Она вымыла тарелку и поставила её в шкаф — не туда, где обычно стояли тарелки, а на свободное место, просто потому что оно было. Порядок восстановился, но что-то внутри больше не требовало, чтобы он был идеальным. Достаточно того, что он есть.
Настя прошла в комнату Серёжи. Учебники на столе лежали по алфавиту — это она его научила. Машинки на полке — по размеру. На спинке стула висела его футболка с динозавром, мятая, но чистая. Она взяла её и поднесла к лицу. От ткани пахло сыном — молоком, пластилином, чуть-чуть потом. И ещё — тем неуловимым запахом детства, который исчезает к двенадцати годам, но пока держится, цепляется за волокна.

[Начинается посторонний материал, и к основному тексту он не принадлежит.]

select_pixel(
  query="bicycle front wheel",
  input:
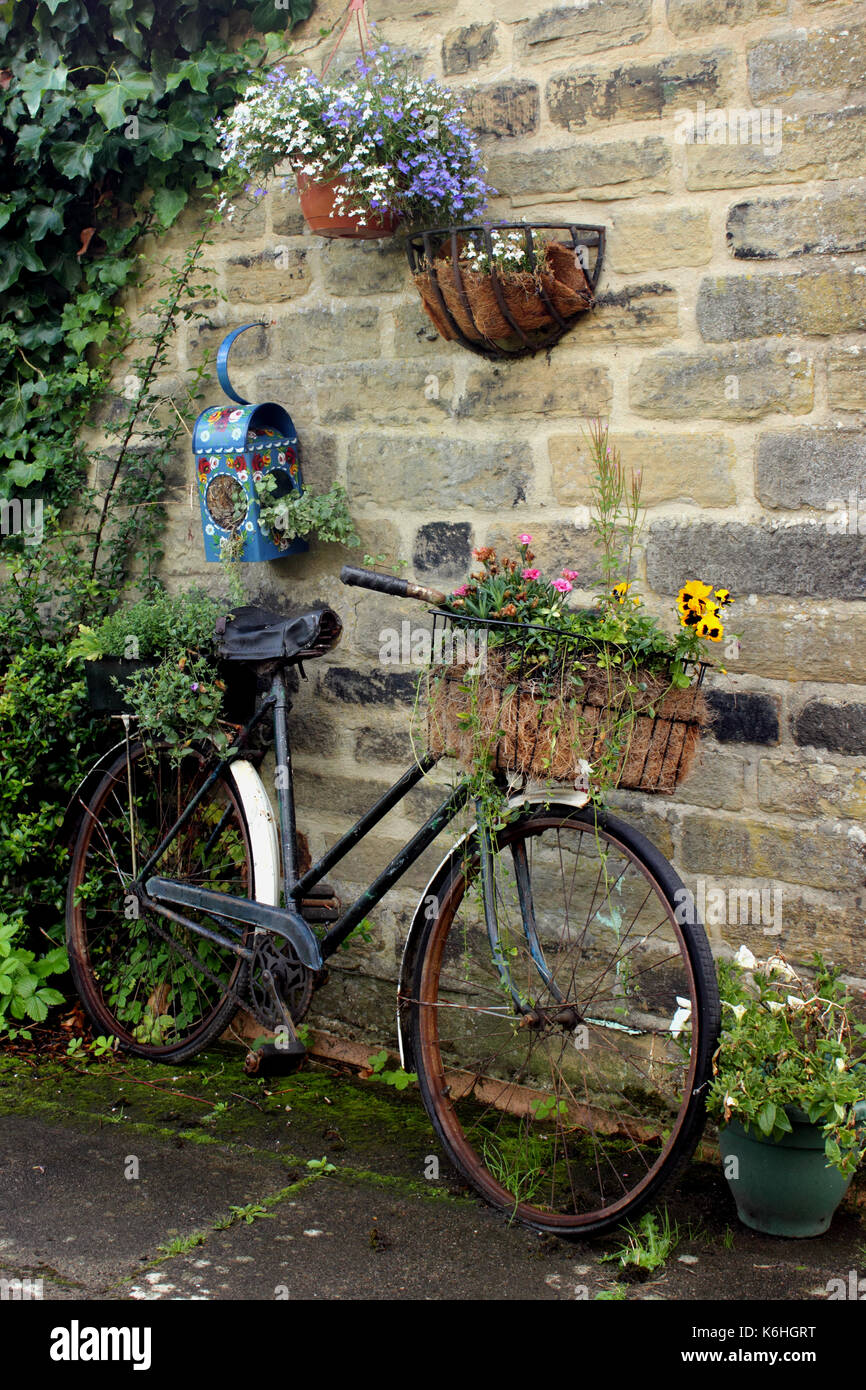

Она стояла так долго, вдыхая этот запах, и вдруг поняла: Серёжа — мост. Единственное, что осталось от той связи с мужем, — не документы, не общие фотографии, не кольцо в шкатулке. А этот мальчик, который молчит по утрам и поёт по вечерам. Мост, который уже не соединяет её с бывшим, но всё ещё держит её на этой земле. Если бы не он, она могла бы просто раствориться в тишине, как сахар в чае, — без следа, без вкуса.
В замке повернулся ключ.
Серёжа вошёл, сбрасывая рюкзак у порога. Увидел её — растрёпанную, в мятой одежде, с футболкой в руках — и нахмурился.
— Мам, ты опять не поела.
Это было сказано буднично, без упрёка, но Настя услышала в этих словах то, чего не слышала раньше: заботу. Не детскую, а почти взрослую, усталую, привычную. Так говорят люди, которые давно взяли на себя ответственность за тех, кого любят.
— Сейчас поем, — сказала она.
Он прошёл в свою комнату, и она услышала, как он начал напевать себе под нос — тихо, бессвязно, мотив из старого мультика, который они смотрели вместе сто лет назад. Она стояла в коридоре с его футболкой в руках и слушала этот мотив, и вдруг до неё дошло: он поёт ту же мелодию. Те самые три ноты. Я-лю-блю.